From purple_smurf: "This explains why these fires are different, and why the death toll is so high. (For the record, 46C = 114.8F.)"
Every year, it happens. Houses burn, livestock are lost, and people turn to each other and say that it sounded like a train, that the fire moved as fast as they could run. That they lost the house but the kids are okay. It's horrible, but it's normal.From foxo11: "Here's the link to the people who are known to have perished in the bushfires. The number is still rising." Three hundred is the number being discussed now, as victim searches begin.
None of this is normal.
.... The radiant heat [this time] has been described as like Dresden. Houses were exploding into flame ahead of the firefront. While normal ember attacks give you a decent length of time for the house to stand before it is unsalvageable (the eaves and under the house start smouldering, small fires begin, but it's usually after the front has past that the house really catches light), this time large properties were gone in minutes.
From rose_papillon: "In regards to the bushfires, I wonder if I could turn your attention to this. It's a journal entry written by my brother, writer Andrew Hutchinson, about my eldest brother Ben. Ben has lost everything in the Kinglake fires but refuses to leave the town while there is still recovery work to be done. There are other entries in my lj about the bushfires, but I find that Andrew's entry pretty much sums things up." It actually made me cry, by the way.

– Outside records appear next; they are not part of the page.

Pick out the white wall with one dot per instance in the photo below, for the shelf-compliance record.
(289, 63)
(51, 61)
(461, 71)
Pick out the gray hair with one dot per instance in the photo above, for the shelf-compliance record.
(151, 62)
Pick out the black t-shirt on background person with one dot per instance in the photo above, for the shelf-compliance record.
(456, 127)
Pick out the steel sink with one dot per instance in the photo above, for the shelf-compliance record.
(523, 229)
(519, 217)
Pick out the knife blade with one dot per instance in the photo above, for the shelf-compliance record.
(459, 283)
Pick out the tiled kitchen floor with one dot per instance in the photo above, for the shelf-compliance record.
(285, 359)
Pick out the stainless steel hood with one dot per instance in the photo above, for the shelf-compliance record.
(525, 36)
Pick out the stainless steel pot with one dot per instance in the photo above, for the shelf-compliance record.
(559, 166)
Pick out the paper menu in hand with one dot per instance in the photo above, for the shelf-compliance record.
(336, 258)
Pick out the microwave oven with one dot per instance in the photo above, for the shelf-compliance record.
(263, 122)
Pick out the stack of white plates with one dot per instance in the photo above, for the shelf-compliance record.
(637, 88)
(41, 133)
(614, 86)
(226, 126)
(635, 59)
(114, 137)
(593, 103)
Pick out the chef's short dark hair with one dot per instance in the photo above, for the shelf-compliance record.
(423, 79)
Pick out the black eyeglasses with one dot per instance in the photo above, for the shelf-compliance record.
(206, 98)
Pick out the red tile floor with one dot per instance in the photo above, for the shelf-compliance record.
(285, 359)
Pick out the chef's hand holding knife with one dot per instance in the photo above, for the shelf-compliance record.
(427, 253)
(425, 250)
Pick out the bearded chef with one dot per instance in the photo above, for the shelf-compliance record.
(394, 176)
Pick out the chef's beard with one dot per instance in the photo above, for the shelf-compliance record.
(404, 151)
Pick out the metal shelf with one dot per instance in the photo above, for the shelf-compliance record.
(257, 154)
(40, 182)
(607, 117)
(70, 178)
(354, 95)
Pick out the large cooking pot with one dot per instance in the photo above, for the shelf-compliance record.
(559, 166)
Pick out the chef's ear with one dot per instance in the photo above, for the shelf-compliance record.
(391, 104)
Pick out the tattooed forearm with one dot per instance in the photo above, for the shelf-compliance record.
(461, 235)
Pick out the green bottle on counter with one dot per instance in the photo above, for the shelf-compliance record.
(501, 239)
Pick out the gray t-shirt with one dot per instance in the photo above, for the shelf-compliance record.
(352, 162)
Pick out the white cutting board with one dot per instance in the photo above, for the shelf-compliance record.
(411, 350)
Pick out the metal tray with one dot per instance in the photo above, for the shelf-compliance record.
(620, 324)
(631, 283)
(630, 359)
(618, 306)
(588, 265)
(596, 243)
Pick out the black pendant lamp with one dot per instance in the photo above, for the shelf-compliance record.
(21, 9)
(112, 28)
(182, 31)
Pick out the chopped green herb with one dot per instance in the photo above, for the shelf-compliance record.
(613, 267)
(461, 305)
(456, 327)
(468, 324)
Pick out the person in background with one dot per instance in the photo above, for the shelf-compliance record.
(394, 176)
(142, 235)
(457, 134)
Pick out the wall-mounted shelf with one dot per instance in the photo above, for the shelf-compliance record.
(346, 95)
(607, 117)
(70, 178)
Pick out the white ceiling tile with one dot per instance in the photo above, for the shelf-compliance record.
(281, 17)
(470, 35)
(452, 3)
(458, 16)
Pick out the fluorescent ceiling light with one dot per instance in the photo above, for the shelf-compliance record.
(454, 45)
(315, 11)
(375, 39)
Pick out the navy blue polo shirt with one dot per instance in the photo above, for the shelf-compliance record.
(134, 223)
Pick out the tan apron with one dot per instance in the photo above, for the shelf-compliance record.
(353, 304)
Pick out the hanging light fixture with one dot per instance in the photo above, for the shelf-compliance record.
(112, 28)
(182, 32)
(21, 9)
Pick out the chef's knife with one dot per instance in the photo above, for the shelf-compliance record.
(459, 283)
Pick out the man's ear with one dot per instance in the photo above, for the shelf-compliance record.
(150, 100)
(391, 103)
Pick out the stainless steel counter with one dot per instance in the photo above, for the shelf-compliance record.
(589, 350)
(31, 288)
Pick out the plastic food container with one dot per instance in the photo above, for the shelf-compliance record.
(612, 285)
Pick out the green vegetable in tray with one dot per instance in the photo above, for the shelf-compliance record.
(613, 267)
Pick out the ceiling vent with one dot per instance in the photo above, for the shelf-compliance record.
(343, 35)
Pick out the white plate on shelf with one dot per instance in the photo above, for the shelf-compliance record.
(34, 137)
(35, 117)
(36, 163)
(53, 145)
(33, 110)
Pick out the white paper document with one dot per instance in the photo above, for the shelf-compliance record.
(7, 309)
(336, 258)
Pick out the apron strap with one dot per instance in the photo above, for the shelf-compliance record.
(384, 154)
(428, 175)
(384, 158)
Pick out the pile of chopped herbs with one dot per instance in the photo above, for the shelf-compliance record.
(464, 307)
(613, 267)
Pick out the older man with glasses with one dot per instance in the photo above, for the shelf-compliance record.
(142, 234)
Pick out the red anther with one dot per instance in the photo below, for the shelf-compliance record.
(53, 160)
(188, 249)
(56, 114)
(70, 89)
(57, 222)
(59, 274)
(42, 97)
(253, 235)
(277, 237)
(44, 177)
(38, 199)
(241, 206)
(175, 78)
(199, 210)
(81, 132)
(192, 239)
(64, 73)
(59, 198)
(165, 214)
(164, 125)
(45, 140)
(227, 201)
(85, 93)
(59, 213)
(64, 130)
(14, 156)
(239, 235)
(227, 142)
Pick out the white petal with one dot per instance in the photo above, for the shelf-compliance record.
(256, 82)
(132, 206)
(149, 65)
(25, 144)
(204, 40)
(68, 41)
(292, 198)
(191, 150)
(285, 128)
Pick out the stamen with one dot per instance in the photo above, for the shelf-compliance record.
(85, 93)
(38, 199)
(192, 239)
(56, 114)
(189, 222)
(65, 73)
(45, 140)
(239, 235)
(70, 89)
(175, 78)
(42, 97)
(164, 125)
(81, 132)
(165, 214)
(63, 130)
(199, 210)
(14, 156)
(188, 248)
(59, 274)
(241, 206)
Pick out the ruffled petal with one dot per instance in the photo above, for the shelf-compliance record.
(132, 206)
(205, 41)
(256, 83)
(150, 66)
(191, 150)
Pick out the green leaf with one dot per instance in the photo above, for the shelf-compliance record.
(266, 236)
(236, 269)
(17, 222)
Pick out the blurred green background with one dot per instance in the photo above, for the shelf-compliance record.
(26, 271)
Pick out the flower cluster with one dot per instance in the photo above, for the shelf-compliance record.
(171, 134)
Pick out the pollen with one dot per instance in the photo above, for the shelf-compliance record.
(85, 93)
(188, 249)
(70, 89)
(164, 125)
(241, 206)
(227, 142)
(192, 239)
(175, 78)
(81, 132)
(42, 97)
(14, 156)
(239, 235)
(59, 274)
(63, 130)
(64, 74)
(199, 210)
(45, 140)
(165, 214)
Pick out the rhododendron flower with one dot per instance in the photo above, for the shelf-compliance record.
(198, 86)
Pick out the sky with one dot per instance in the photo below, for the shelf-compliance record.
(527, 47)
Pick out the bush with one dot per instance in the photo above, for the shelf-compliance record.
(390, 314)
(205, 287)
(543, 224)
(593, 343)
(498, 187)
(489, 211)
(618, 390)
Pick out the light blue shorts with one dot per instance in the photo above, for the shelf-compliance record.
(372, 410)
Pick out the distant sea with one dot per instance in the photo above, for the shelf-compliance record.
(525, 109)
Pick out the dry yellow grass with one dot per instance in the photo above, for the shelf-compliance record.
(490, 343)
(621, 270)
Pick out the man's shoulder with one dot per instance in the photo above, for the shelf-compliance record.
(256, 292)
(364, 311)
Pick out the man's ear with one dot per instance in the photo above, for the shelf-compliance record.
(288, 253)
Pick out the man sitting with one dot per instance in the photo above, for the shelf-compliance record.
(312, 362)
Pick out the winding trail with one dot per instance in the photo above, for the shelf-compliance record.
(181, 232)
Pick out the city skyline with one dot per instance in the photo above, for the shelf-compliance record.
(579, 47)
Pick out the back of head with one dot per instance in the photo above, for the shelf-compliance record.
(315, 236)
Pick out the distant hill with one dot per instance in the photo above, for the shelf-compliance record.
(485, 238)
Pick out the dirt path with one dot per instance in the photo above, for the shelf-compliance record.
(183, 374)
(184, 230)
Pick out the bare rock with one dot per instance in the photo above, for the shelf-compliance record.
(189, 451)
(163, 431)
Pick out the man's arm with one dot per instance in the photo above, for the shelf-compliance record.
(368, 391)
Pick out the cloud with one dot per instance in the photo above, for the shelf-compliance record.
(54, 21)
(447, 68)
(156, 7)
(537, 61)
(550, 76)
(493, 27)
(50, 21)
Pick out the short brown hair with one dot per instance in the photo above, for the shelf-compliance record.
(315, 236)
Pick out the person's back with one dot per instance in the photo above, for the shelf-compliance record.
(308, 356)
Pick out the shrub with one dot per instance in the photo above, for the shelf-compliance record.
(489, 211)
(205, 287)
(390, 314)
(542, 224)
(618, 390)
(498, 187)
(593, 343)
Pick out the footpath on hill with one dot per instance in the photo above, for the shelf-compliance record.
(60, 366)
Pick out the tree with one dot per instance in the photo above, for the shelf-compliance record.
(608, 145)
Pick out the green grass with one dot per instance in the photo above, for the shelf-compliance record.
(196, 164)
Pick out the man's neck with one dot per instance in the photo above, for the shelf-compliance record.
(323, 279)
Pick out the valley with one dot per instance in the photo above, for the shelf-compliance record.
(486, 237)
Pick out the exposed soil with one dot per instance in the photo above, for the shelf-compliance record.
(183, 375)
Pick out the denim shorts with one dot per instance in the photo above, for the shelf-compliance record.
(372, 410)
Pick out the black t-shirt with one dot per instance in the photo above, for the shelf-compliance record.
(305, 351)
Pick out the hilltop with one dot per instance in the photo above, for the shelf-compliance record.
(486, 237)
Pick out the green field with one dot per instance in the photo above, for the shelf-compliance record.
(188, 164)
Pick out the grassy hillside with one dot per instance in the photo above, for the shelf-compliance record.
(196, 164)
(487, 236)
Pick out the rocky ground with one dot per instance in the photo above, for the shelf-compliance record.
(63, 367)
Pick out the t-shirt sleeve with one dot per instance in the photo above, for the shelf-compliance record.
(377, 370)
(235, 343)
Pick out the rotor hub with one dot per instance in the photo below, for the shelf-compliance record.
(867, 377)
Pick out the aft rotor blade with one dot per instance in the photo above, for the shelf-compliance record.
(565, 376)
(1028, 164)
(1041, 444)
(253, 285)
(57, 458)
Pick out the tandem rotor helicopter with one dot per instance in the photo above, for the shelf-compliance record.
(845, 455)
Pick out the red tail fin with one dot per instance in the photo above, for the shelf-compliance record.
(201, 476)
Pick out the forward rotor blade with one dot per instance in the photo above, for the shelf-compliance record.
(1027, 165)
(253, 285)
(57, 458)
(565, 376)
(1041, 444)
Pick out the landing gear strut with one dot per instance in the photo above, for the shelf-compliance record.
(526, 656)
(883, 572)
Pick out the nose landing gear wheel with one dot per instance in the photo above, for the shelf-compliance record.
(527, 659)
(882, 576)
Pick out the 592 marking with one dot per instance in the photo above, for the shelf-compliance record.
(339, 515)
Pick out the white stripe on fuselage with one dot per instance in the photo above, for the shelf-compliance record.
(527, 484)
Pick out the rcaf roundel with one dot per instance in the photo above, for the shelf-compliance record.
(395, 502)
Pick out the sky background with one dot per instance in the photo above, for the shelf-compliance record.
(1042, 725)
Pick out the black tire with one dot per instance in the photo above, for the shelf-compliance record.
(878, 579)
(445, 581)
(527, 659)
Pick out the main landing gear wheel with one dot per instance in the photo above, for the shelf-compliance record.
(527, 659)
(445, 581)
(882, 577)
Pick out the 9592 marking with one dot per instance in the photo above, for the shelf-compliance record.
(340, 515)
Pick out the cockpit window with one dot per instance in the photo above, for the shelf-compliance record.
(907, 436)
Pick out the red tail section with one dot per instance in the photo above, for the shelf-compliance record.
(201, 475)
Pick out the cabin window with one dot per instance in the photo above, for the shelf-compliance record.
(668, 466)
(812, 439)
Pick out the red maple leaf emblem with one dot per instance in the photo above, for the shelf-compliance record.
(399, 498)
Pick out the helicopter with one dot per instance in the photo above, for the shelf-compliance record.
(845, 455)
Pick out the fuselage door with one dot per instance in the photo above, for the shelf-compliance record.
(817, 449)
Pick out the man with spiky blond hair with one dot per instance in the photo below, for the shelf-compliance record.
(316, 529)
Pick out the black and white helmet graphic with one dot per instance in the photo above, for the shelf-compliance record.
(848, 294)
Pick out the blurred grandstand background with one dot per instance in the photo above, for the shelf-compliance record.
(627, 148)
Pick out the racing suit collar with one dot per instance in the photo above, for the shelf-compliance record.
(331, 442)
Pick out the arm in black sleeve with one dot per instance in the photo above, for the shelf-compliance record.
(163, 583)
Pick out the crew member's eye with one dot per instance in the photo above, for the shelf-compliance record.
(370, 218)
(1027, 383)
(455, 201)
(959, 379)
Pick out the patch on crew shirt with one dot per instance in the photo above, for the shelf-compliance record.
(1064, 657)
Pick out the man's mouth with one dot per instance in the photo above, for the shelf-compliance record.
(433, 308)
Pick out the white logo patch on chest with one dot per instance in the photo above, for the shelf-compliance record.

My brother is still out fighting the Kinglake fire. He's been working virtually non-stop since it began. I think he's trying to keep busy so he doesn't have to stop and think about it. About the town being burned to nothing. The dead bodies in the paddocks. In the burnt out cars along the roads. About his house, his stuff, all gone. And the one thing that always stands out for me with my brother Ben is that he's a good person. He would do anything to help out anyone. He has always put himself out to assist others. His entire life is dedicated to taking care of his young daughter and helping the local CFA. He would sacrifice his personal happiness to achieve this, without any hesitation. Yet he's the one who gets the bad deal. It's always such a confusing equation, in that you want for good things to happen to good people.
Meanwhile, kaymbee reports, "I've been working at one of the relief centres for survivors and donations in my hometown Wallan for the past week - all my posts are here. And if nothing else, please pass on this article from the Herald-Sun, the more widely read state newspaper: Where the hell is everyone? - an account of the last few hours in Marysville."
From trvllngjwllr, regarding Sam the koala: "People can also make donations to Wildlife Victoria and also the RSPCA to try and assist the animal carers too!"
And iamshadow has more links to help the helpless: Triple R Equine Welfare Inc ("scroll to the bottom for the 'donate' button"); Animal Aid; Wildlife Rescuers; WRAP - Wildlife Rescue and Protection Inc; Healesville Sanctuary. "Also, ABC forums have an excellent list of Things you can do to help, including donations of money, but also listing donations of time from skilled volunteers (such as electricians), temporary housing, blood donations and donations of non-perishable food and clothing."
And, once again: You can donate to the Australian Red Cross here.
ETA: The volunteer-run Bushfire Survivor list, to reduce strain on the Red Cross missing persons line by letting people check for friends and family themselves.
ETA: From jwaneeta: Sweet God almighty, it really does sound like a freight train.